How Cryptocurrency Mining Works
The computational process behind cryptocurrency mining has become big business. Yet, investing in cryptocurrency requires nerves of steel and constant attention. Miners should be prepared to enter a market characterized by volatility, which is served in extra large portions. In 2017, traders have watched as the universe of digital currencies launched on traditional futures markets, including Chicago Board Options Exchange (CBOE).
With a capitalization that has shot up dramatically since January 2017, many are beginning to take notice of the digital currency market. Bitcoin is leading the way with a phenomenal surge in value.
In spite of the record volumes, the majority of competing currencies like Ripple and Litecoin are still small and immature. Many currencies are still trying to find real uses, so their buying and selling is fundamentally speculative. But there is an alternative to investment to getting a ‘wallet’ of digital assets. Individuals can embark in digital currency mining.
The Mining Process
Mining is the process by which an individual is incorporated into a network, which is controlled by blockchain technology. All miners are expected to provide computational power. Through a process of solving complex mathematical problems, they help validate the transactions that are made in the P2P network.
The cryptocurrency platforms are supported by millions of decentralized computers. Participants are rewarded in the form of tokens. Whether they are Bitcoins, Ethers or Litecoin depends on the network.
The greater the power of a mining computer, the greater the probabilities that the owner will earn some tokens. A single Bitcoin is worth more than $10,000 as of December 2017.
The cryptocurrency market introduced a new role for computers — Bitcoin mining. Computers are used for many different tasks, but the last thing one could think about a few years ago is using the devices for mining. In effect, cryptographic currencies, such as Bitcoin are generated using specially designed algorithms. To manage transactions, the networks need substantial computational processing power.
Putting your computer to create new blocks and approve transactions is known as cryptocurrency mining. If you find one, you’ll keep a token for yourself.
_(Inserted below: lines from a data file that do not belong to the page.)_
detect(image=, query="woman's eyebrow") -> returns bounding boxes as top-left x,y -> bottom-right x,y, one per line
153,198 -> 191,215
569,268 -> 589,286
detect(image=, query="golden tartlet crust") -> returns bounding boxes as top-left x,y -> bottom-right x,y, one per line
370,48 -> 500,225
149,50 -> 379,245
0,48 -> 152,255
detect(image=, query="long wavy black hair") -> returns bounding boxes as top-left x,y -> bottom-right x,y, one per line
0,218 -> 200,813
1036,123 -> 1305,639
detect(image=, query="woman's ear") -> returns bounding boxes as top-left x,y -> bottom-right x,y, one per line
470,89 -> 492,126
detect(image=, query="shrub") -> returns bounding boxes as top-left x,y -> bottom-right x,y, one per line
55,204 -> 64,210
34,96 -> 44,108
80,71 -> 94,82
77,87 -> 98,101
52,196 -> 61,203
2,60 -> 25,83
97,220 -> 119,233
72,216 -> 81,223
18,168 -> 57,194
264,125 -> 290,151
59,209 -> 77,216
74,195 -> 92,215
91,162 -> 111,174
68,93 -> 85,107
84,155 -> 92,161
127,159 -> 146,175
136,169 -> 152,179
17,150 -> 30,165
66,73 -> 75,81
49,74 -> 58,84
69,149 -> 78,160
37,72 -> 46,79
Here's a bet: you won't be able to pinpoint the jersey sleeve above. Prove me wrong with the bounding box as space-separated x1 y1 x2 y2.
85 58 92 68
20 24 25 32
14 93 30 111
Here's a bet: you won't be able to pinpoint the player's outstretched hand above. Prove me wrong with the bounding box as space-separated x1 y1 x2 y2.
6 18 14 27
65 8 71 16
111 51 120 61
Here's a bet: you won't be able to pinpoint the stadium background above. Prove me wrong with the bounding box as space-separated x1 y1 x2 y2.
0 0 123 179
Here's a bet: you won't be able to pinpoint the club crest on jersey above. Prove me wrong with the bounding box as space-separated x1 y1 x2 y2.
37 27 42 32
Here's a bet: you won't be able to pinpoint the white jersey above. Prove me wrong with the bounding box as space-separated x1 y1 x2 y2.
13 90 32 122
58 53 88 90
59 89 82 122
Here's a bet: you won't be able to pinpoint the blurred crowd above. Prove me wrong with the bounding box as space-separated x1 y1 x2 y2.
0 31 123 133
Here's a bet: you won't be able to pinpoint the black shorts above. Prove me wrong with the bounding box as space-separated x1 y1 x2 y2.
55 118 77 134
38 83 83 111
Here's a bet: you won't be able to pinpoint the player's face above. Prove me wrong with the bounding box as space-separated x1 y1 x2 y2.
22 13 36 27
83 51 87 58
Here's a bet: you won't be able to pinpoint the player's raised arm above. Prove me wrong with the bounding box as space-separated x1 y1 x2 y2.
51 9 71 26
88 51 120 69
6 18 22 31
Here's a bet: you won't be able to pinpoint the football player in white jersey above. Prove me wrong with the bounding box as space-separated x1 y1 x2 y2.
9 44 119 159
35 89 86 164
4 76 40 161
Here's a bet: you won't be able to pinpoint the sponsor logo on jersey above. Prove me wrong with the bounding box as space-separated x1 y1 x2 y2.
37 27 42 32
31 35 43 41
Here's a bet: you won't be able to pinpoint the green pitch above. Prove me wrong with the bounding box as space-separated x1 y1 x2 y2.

You must have a computer system with sufficient capacity to process a large number of operations per second. The first computer that finds the correct solution to the problem will take the prize. The objective is to verify the validity of transactions in a blockchain network. Mining can be likened to the process in which the miners dig to obtain a gold nugget.
The better the tools, the more likely that a miner will find the mineral. In this case, the answer lies in solving mathematical problems posed. Once that problem has been solved, the process continues to infinity as other transactions are released.
There is a fundamental step for cryptocurrency to be stored in a computer. Before starting to mine, you need a digital wallet that allows you to deposit every virtual currency that you earn. The most common one for computers is Electrum, but the choice of program will depend mainly on the operating system.
Transactions are grouped in blocks that require complex mathematical calculations. Miners use powerful computers to handle the calculation and verify the validity of transactions. The mining activities are rewarded with Bitcoin, but the ability to earn has become resource intensive and costly for ordinary users.
Every 10 minutes a new block is generated with a new bitcoin that can be earned by the miners who participated in the creation of the block. In effect, the market grows as new Bitcoins are generated. However, there can only be a maximum of 21 million Bitcoins, but it will take years to reach that figure.
A transaction must be processed within a block and that operation is approved by other miners and users in the network. A transaction is considered valid only when the majority of users consider it legitimate.